Clearly, I’m exaggerating. Somewhat. Police are generally very good to me. They spend 10 minutes calling me vile names and then, once they’ve caught their breath, they give me what they can. Not always what I want or what I feel I’m entitled to, mind you. But something worthy of print in tomorrow’s big story. Such as: “We can’t confirm a murder was committed. But the victim was shot in the back 47 times.”
The delicate dialogue between a reporter and a cop on the record is way more complicated than any romantic discourse in any dimly lit nightclub. It’s a dance, where nobody really knows the moves. It’s clever turns of phrase and an almost gymnastic exchange of words. It’s give, it’s take, it’s trust and balance.
Reporters have questions. Cops have answers. In an ideal world, that’s how simple it is.
But in the real world, as I’ve come to know, there are victim’s rights, chains of evidence, police protocols, prejudicial comments, privileged communications, gag orders, police lines, hearsay, confidentiality and all kinds of other hindrances to the communication process.
And it’s usually late at night. Almost always late.

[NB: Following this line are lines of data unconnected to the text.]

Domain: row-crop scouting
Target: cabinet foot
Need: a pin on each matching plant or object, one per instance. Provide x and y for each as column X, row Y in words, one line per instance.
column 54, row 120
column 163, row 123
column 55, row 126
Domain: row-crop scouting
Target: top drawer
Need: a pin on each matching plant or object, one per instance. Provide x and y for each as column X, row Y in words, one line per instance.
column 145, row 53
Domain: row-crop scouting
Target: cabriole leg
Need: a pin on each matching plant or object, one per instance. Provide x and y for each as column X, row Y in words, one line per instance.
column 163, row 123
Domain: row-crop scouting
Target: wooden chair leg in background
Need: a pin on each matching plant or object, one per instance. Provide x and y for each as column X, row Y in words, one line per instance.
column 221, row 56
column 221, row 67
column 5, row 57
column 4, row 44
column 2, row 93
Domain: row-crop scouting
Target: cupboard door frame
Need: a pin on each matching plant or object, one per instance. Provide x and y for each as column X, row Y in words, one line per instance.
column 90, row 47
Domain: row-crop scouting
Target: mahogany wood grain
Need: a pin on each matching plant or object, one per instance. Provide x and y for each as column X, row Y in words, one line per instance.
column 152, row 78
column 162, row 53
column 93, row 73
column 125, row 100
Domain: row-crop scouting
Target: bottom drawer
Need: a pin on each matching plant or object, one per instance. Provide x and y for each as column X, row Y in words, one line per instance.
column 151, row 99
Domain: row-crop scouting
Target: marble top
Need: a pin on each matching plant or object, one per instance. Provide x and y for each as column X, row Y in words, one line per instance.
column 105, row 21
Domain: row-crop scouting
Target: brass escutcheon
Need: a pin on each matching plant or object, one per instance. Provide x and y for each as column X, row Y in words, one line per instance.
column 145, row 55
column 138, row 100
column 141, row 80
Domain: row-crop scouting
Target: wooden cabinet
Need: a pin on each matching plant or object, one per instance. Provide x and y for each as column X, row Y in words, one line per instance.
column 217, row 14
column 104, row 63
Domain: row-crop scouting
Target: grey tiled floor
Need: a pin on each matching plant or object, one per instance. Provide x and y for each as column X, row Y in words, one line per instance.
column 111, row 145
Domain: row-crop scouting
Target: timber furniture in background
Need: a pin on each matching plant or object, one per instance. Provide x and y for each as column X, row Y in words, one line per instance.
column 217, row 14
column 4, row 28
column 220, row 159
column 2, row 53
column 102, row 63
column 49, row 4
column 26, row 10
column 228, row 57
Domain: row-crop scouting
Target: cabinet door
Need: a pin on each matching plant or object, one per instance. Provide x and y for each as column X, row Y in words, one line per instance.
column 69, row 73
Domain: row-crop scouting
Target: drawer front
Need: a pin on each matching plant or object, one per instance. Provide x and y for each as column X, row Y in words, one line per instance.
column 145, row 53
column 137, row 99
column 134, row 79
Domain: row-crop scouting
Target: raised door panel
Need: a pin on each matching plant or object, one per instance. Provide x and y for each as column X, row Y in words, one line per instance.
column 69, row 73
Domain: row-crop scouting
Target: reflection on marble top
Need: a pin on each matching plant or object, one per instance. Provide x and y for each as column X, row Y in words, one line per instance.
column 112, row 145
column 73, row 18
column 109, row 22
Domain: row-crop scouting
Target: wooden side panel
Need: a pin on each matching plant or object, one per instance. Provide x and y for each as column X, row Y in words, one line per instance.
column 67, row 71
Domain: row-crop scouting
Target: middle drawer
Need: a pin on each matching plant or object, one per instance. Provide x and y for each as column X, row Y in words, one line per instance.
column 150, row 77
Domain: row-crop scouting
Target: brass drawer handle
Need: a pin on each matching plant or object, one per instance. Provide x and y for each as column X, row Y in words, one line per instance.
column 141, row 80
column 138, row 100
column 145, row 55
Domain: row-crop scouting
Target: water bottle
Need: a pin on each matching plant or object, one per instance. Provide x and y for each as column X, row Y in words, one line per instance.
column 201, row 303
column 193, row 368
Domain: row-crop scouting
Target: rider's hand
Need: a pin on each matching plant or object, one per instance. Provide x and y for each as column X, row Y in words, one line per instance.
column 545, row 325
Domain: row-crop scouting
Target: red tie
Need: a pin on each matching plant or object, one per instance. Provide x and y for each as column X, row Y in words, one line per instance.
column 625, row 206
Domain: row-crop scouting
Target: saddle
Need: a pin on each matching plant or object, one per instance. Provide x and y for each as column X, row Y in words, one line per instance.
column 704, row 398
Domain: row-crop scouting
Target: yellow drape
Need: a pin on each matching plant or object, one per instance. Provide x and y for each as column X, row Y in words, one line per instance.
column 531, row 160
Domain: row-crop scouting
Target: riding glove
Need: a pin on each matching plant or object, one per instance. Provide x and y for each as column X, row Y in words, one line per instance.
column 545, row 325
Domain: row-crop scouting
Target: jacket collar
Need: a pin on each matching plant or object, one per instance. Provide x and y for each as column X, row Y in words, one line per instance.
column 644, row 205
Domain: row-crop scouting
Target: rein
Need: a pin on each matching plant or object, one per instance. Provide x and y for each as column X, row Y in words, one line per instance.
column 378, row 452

Put yourself in my place, I implore you. A snarling editor is hanging over my desk, insisting I get the story. His fangs drip green slime as he awaits my meager words. He wants it on the record. He wants it in 10 minutes. And he wants it written like poetry. He growls and digs a talon into my shoulder in painful warning. (If only I were making this part up …)
Conflicting demands
Put yourself in the place of the desk sergeant down at the cop shop. Chaos is unwinding downtown, and the press is calling. Secrecy is a luxury you can’t afford, because a frothing public awaits the facts. You have to give away something. But how much is too much? Or not enough? What would the chief want you to do? What about the mayor? The detectives will blame you for screwing up the case if you release that little detail about the nail gun.
The public’s right to know crashes into the integrity of a police investigation almost daily. If it were only law and order at work, it would be much simpler. But there are personalities. The reporter is dying to crack the big story, and to make the competition look like simpletons. We can’t believe a case of this magnitude has fallen into our laps. We wonder if we’ll have something decent to wear to the Pulitzer acceptance speech.
The sergeants and lieutenants want to avoid mangling a case in the press so the detectives might give something close to pristine to the district attorney. They want to do right and make the chief proud, so that when he wakes up to the news, he won’t be in a butt-kicking mood.
Egos come into play, is what I’m saying. In big cases and little ones.
I bug the cops about little stuff, mostly. A crash here, a water-main break there. I do it with the zeal inherent to my profession. And occasionally, the real importance of my role in the calamity gets put into perspective.
Not long ago, there was a car crash. A bad one. I bugged a sergeant over and over about it, because the clock was ticking and deadline was approaching. The editor was hovering and snarling.
“A few more minutes,” the sergeant told me. “I’ve got to call the family of the kid and tell them he didn’t make it. After that, I can release the information you need.”
So, sometimes cops get grumpy. If I had to make one of those phone calls, I’d probably be grumpy for the rest of my life.
Mark LaFlamme is the Sun Journal crime reporter.